Depuis le document Nostra Aetate du Concile Vatican II, les autorités de l’Église ont engagé ce qu’elles-mêmes ont qualifié de dialogue interreligieux. Ce dialogue doit se distinguer du mouvement œcuménique qui fait communiquer les catholiques et tous les autres chrétiens. Il arrive que les rencontres combinent les deux aspects, comme à Assise en 1986, 2002 et 2011. La Fraternité Saint Pie X, à la suite de son fondateur, s’est toujours opposée à ces initiatives, et elle continue à le faire.
Le voyage récent du pape en Irak, en particulier sur le site d’Ur, a donné l’occasion à une énième manifestation de ce genre. Le site d’Ur a une signification particulière car il est le lieu d’origine d’Abraham, alors que ce personnage semble avoir la faveur des chrétiens, des juifs et des musulmans. C’était donc du point de vue du dialogue un lieu symbolique fort, mais hélas pour les organisateurs les juifs brillèrent par leur absence.
Pour nous l’ambiguïté qui entoure le personnage d’Abraham va être l’occasion de dénoncer les méthodes intellectuelles et les finalités du dialogue dans leur ensemble.

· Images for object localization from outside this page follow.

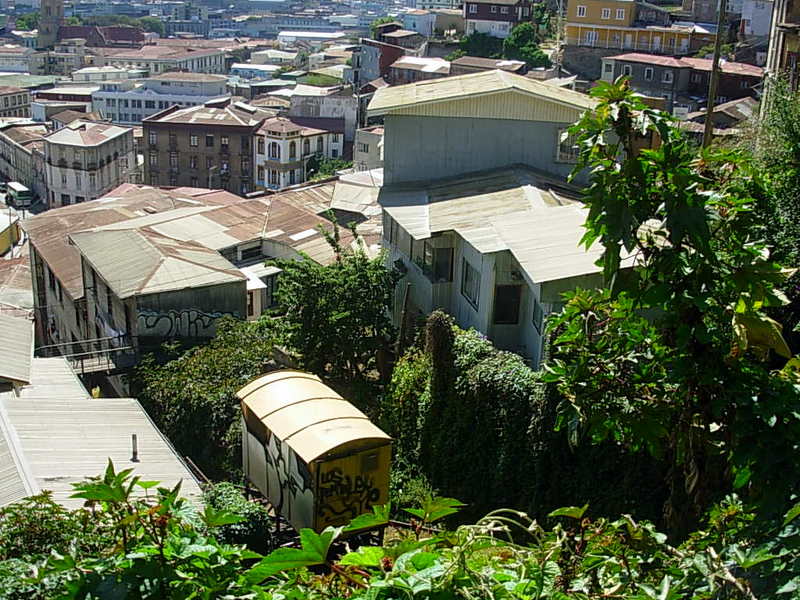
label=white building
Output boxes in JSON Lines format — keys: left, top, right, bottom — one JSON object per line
{"left": 277, "top": 30, "right": 348, "bottom": 49}
{"left": 0, "top": 44, "right": 35, "bottom": 72}
{"left": 92, "top": 72, "right": 230, "bottom": 125}
{"left": 254, "top": 115, "right": 344, "bottom": 190}
{"left": 71, "top": 66, "right": 136, "bottom": 83}
{"left": 44, "top": 119, "right": 136, "bottom": 207}
{"left": 740, "top": 0, "right": 773, "bottom": 37}
{"left": 251, "top": 49, "right": 299, "bottom": 65}
{"left": 402, "top": 9, "right": 437, "bottom": 36}
{"left": 354, "top": 125, "right": 384, "bottom": 171}
{"left": 229, "top": 63, "right": 282, "bottom": 80}
{"left": 99, "top": 46, "right": 226, "bottom": 76}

On soulignera, dans le cas spécifique du dialogue avec l’Islam, le même détournement opéré avec la Vierge Marie.
Une méthode habituelle, la défiguration
Le personnage d’Abraham (Ibrahim en arabe) peut très bien servir de base à un échange intellectuel entre des catholiques et des musulmans. Ces derniers reconnaissent que le Créateur a parlé à cet homme. Nous sommes, comme catholiques, convaincus de la place importante de cette figure du monde d’antan et volontiers nous reconnaissons sa très grande vertu, en particulier sa vertu de foi. Qu’on se rappelle à cet égard ce que nous enseigne, le grand saint Paul : « Et si vous êtes au Christ, vous êtes donc » descendance » d’Abraham » (Gal, 3, 29). Abraham a donc seul ce privilège de porter le titre de père des croyants, tous ceux qui croient au vrai Dieu après lui sont de sa descendance.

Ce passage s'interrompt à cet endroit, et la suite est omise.